Daniel Lemire's blog

, 1 min read

Final Word on SIAM Data Mining 2007

So, the conference is over. For me, this was a pretty good experience: I was not sick, I met cool people, some folks appreciated my work, and so on. The conference was well organized: coffee was good, the hotel was well chosen, and so on. For people who know me, this is quite a review since I usually complain a lot about my trips.

However, I am a tad disappointed. Actually, I was disappointed the minute I looked at the list of accepted papers. Data Mining has lost its way.

What is Data Mining? It seems that people have totally forgotten what it is about. No, Data Mining is not Machine Learning though Machine Learning can be applied to Data Mining problems. Data Mining is primarily concerned with very large data sets. It is the essence of Data Mining. Any algorithm running in quadratic time with respect to the size of the data set is automatically out.

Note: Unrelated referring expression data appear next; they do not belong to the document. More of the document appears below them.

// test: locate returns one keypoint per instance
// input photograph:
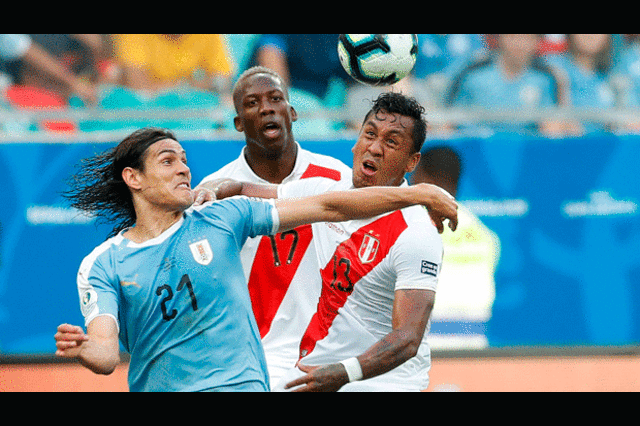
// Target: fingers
(299, 381)
(69, 337)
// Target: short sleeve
(98, 295)
(417, 256)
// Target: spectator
(152, 63)
(77, 53)
(512, 77)
(20, 47)
(585, 66)
(440, 57)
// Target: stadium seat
(35, 98)
(305, 102)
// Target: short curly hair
(397, 103)
(251, 72)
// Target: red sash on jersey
(277, 260)
(352, 260)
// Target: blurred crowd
(477, 73)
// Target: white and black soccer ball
(378, 59)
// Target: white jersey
(363, 263)
(282, 270)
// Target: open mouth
(369, 167)
(271, 129)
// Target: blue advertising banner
(564, 210)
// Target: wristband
(354, 371)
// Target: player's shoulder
(233, 170)
(103, 250)
(321, 165)
(418, 217)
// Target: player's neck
(272, 166)
(152, 225)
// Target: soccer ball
(378, 59)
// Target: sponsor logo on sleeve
(429, 268)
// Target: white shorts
(383, 383)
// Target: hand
(441, 206)
(69, 339)
(327, 378)
(203, 194)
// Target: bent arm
(339, 206)
(411, 311)
(98, 350)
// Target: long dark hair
(97, 188)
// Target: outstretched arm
(339, 206)
(411, 311)
(342, 205)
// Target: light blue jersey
(181, 300)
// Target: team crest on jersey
(368, 248)
(201, 251)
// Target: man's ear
(131, 177)
(237, 122)
(413, 162)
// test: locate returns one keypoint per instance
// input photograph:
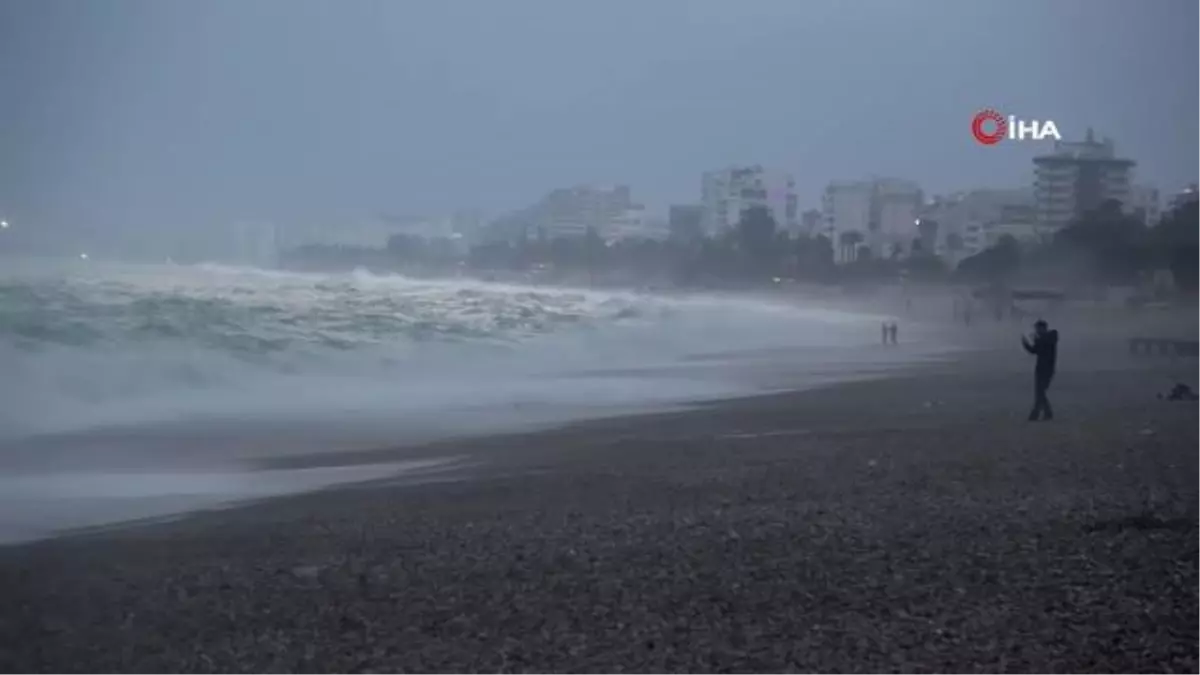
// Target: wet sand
(915, 524)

Data Mining is not only about prediction or classification. Data Mining is also about visualization, explanations, approximations, databases, Business Intelligence, and so on. It is about applying Map Reduce to large data sets. It is about scaling up to billions of data points. It is about dirty data.

Something is wrong about the review process: obviously, the program committee is overly focused on Machine Learning. I cannot complain because my paper was accepted, but, surely, a broader range of papers should have been accepted.